Magnificent optical design in the four-eyed fish

When swimming underwater, everything around you appears blurred. That's because water represents a very different environment for our eyes, which have been created to be able see in an atmospheric environment. Accordingly, a fish taken out of its normal habitat into an atmospheric environment might also be expected to see everything as blurred. However, one species of fish, which lives in rivers and lakes from Southern Mexico to northern South America, can see very well both in the water and above. This is the anableps, better known as the four-eyed fish. Not only able to see very clearly outside the water, this fish can even focus on objects in the air.

The anableps actually has only two eyes, but each is divided horizontally; that is, each eye has two separate optical systems, each with its own focal length. This flawless design explains why the anableps see two different images at the same time. When swimming slightly beneath the surface its pupils remain above the surface of the water and constantly scan the air. In this way the fish is able to feed on flying creatures or flee swimming ones.

The two separate focal points in the fish's eye let it receive two images at the same time.

A spotted band of tissue containing pigment and each of the visible irises divide each eye into two halves at the water line, and these form two pupils, one above the water and the other beneath it. Looked at from above, the irises resemble fingers floating in the air inside protuberant eyes.

The four-eyed fish is able to leap into the air to catch insects and to dive into the water to hunt swimming creatures. However, it mainly catches crustaceans moving in the shallow water near the shore, algae, or insects trapped on the water's surface.

Scientists have established that the fish pays more attention to the air, where it can perceive objects that are smaller and more distant. Even so, it frequently dives down into the water to feed or to escape predators.

How Did This System Come Into Being?

It's no doubt that it is impossible for a fish to design two different visual optical systems for itself, according to the different optical properties of air and water, and then to install both systems so that they can work in harmony within a single eye.

Could its eyes have come into being by random processes, as the theory of evolution maintains? In other words, could this optical design—the likes of which is found nowhere else—have appeared by chance mutation in one individual's eyes, and then have been transmitted to subsequent generations?

Of course not. Complex structures such as eyes depend on a great many inter-related components working together. The absence of or a defect in any one will mean the eye serves no purpose at all. Systems like this are known as "irreducibly complex." For example, the human eye cannot be reduced to any simpler form, since without every single one of its features, it can serve no function at all. This is further proof that the eye couldn't have "evolved" in stages over the course of time.

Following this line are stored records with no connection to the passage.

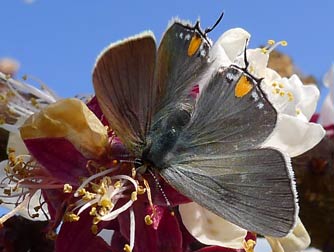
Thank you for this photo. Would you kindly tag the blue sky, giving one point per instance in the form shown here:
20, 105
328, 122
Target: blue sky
58, 41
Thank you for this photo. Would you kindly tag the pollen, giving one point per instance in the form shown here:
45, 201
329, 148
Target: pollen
127, 248
106, 202
118, 184
249, 245
67, 188
148, 220
71, 217
94, 229
92, 211
141, 190
81, 192
290, 96
134, 196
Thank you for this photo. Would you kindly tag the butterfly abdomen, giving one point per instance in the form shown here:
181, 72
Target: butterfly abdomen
164, 136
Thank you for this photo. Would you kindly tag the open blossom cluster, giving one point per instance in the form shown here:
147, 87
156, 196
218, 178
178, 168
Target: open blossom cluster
66, 165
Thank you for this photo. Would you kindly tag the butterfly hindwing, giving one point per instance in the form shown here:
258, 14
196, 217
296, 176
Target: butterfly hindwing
218, 163
252, 189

As Darwin himself admitted, "If it could be demonstrated that any complex organ existed, which could not possibly have been formed by numerous, successive, slight modifications, my theory would absolutely break down." (Charles Darwin, The Origin of Species: A Fascimile of the First Edition, Harvard University Press, 1964, p.189) This single example undermines the very foundations of his theory of evolution.

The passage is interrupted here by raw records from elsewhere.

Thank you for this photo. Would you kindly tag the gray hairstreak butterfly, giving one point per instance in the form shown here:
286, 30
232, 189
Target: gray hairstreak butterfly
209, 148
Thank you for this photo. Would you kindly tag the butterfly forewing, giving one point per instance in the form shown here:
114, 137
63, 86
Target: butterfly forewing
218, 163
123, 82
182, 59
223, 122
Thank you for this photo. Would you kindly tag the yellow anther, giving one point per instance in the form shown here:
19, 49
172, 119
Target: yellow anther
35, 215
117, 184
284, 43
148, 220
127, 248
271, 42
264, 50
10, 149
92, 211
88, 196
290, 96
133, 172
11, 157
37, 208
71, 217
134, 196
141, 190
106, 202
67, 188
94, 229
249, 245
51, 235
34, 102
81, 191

Darwin was aware that he faced a grave dilemma with regard to the "evolution of the eye." Indeed, he confessed this in the chapter of his book called Difficulties on Theory. The American physicist H. S. Lipson, who read Darwin's book, made the following comment about these "difficulties" of Darwin's:

On reading The Origin of Species, I found that Darwin was much less sure himself than he is often represented to be; the chapter entitled "Difficulties of the Theory" for example, shows considerable self-doubt. As a physicist, I was particularly intrigued by his comments on how the eye would have arisen. (H. S. Lipson, "A Physicist's View of Darwin's Theory", Evolution Trends in Plants, vol. 2, no. 1, 1988, p. 6.)

Since evolutionists can't account for the emergence of a single eye, they obviously can offer no explanation of the origin of the four-eyed fish, which can see as well as a human being above the water, but as well as a fish underneath it. The four-eyed fish, has been created by God, with an extraordinary system, using no previous models, and utterly flawlessly.

Evolutionists refuse to see this obvious truth and still insist on believing in nonsense, but everyone else should determinedly avoid falling into the same error.

This deep lack of understanding is given to them in return for their rejection of the existence of God. In one verse God reveals:

Do not be like those who forgot God so He made them forget themselves. Such people are the deviators. (Surat al-Hashr: 19)

Since the refraction indices of water and the eye's cornea are nearly the same, light reflected from underwater objects passes directly through the cornea and is focused in the lens, which has a higher index. Air, on the other hand, has a lower refractive index than the cornea, for which reason the light is refracted twice. The anableps sees both images clearly by using its flawless, egg-like lenses. The section of the lens at the same level as the pupil has been given a spherical shape, just like a fish's eye. A swimming insect larva can thus be focused onto the retina. The less rounded upper part, on the other hand, more closely resembles the human eye and compensates for the two refractions that take place when looking at objects in the air. The fish can thus see even a mosquito perfectly clearly. This perfect design is just one of the countless examples of God's incomparable creative artistry.